Verdacht auf Schmiergeldzahlungen - Staatsanwaltschaft ermittelt

Von Ernst-Wilhelm Pape
Bielefeld/Frankfurt (WB). Die Staatsanwaltschaft Frankfurt hat Ermittlungsverfahren gegen mehrere Mitarbeiter der Regionaldirektion Hessen der Bundesagentur für Arbeit (BA) in Frankfurt eingeleitet. Das hat am Freitag der Sprecher der Strafverfolgungsbehörde, Oberstaatsanwalt Thomas Bechtel, bestätigt.

Es werde wegen Korruptionsverdachts ermittelt, sagte Bechtel dieser Zeitung. Es gebe Hinweise, dass sich die BA-Mitarbeiter bei der Genehmigung von Arbeitsverträgen für ausländische Beschäftigte »etwas eingesteckt haben«. Bei der Vermittlung sei auf eigene Rechnung kassiert worden, laute der Vorwurf. Nähere Einzelheiten könnten aus ermittlungstaktischen Gründen nicht genannt werden, sagte Bechtel.
Die Regionaldirektion Hessen ist für die Genehmigung von Werkverträgen zuständig, die von ungarischen, rumänischen, tschechischen und slowakischen Unternehmen in Deutschland ausgeführt werden. In der betroffenen Abteilung sind acht Mitarbeiter beschäftigt.
Nach Informationen dieser Zeitung soll es sich bei der Bundesagentur für Arbeit um vier Beschuldigte handeln. Sie sollen in Zusammenhang mit der Einschleusung von ungarischen Arbeitern, die als Billigkräfte in der Fleischindustrie, im Baugewerbe und der Metallverarbeitung eingesetzt wurden, Vorteile genossen haben. Die Mitarbeiter sollen zu besonderen Anlässen, wie zu Weihnachten und an Geburtstagen, Aufmerksamkeiten von ungarischen und deutschen Scheinfirmen erhalten haben. Den Verantwortlichen dieser Firmen wird vorgeworfen, im Rahmen einer kriminellen Vereinigung gewerbs- und bandenmäßig die Ungarn eingeschleust zu haben.
Die Aufmerksamkeiten sind vermutlich von 1999 bis 2005 gewährt worden. Bei einer Telefonüberwachung seien vier Fälle dokumentiert worden, in denen jeweils 100 Euro Schmiergeld gezahlt wurden, hieß es.

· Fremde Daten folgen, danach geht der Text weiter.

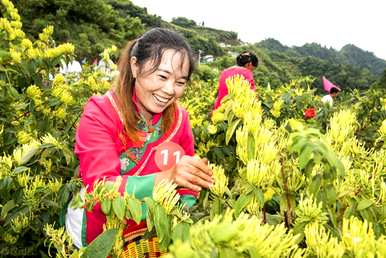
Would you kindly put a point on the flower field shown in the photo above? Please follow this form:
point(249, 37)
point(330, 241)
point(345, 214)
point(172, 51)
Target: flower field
point(293, 177)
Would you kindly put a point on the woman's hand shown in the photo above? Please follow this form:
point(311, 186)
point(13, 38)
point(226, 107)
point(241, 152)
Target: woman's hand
point(190, 172)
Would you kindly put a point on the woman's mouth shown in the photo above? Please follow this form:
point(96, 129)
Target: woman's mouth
point(160, 100)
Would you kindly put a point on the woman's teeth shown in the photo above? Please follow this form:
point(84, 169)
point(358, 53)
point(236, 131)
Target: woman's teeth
point(160, 99)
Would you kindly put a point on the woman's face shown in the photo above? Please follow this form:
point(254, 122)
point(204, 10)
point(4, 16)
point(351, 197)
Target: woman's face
point(157, 90)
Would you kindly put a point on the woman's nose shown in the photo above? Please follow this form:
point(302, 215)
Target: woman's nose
point(169, 87)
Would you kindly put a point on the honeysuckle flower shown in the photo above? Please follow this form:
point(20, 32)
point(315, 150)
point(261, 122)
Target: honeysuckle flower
point(165, 194)
point(212, 129)
point(220, 184)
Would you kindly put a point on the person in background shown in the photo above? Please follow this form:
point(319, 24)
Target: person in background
point(246, 63)
point(121, 132)
point(329, 99)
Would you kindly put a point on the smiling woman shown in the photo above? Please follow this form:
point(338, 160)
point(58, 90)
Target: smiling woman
point(121, 133)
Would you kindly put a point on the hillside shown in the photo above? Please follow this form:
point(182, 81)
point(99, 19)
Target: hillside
point(93, 26)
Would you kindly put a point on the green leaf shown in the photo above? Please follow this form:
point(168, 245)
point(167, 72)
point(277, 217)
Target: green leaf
point(241, 203)
point(27, 156)
point(162, 226)
point(251, 147)
point(106, 206)
point(364, 203)
point(305, 156)
point(119, 207)
point(181, 231)
point(314, 187)
point(259, 195)
point(102, 245)
point(6, 208)
point(231, 129)
point(330, 194)
point(135, 207)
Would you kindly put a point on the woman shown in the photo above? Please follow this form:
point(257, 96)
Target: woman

Nach Angaben von Ermittlern ist auch in Ungarn Beweismaterial sichergestellt worden. Aus den Unterlagen gehe hervor, dass Arbeitervermittler staatliche Stellen in Ungarn geschmiert hätten, um bestimmte Bescheinigungen zu bekommen.
Die Unterlagen aus Ungarn würden derzeit von der Staatsanwaltschaft Memmingen ausgewertet, sagte Oberstaatsanwalt Johann Kreuzpointer dieser Zeitung. Die Staatsanwaltschaft Memmingen führt ein Strafverfahren gegen den beschuldigten Arbeitervermittler Sandor S. aus Ungarn.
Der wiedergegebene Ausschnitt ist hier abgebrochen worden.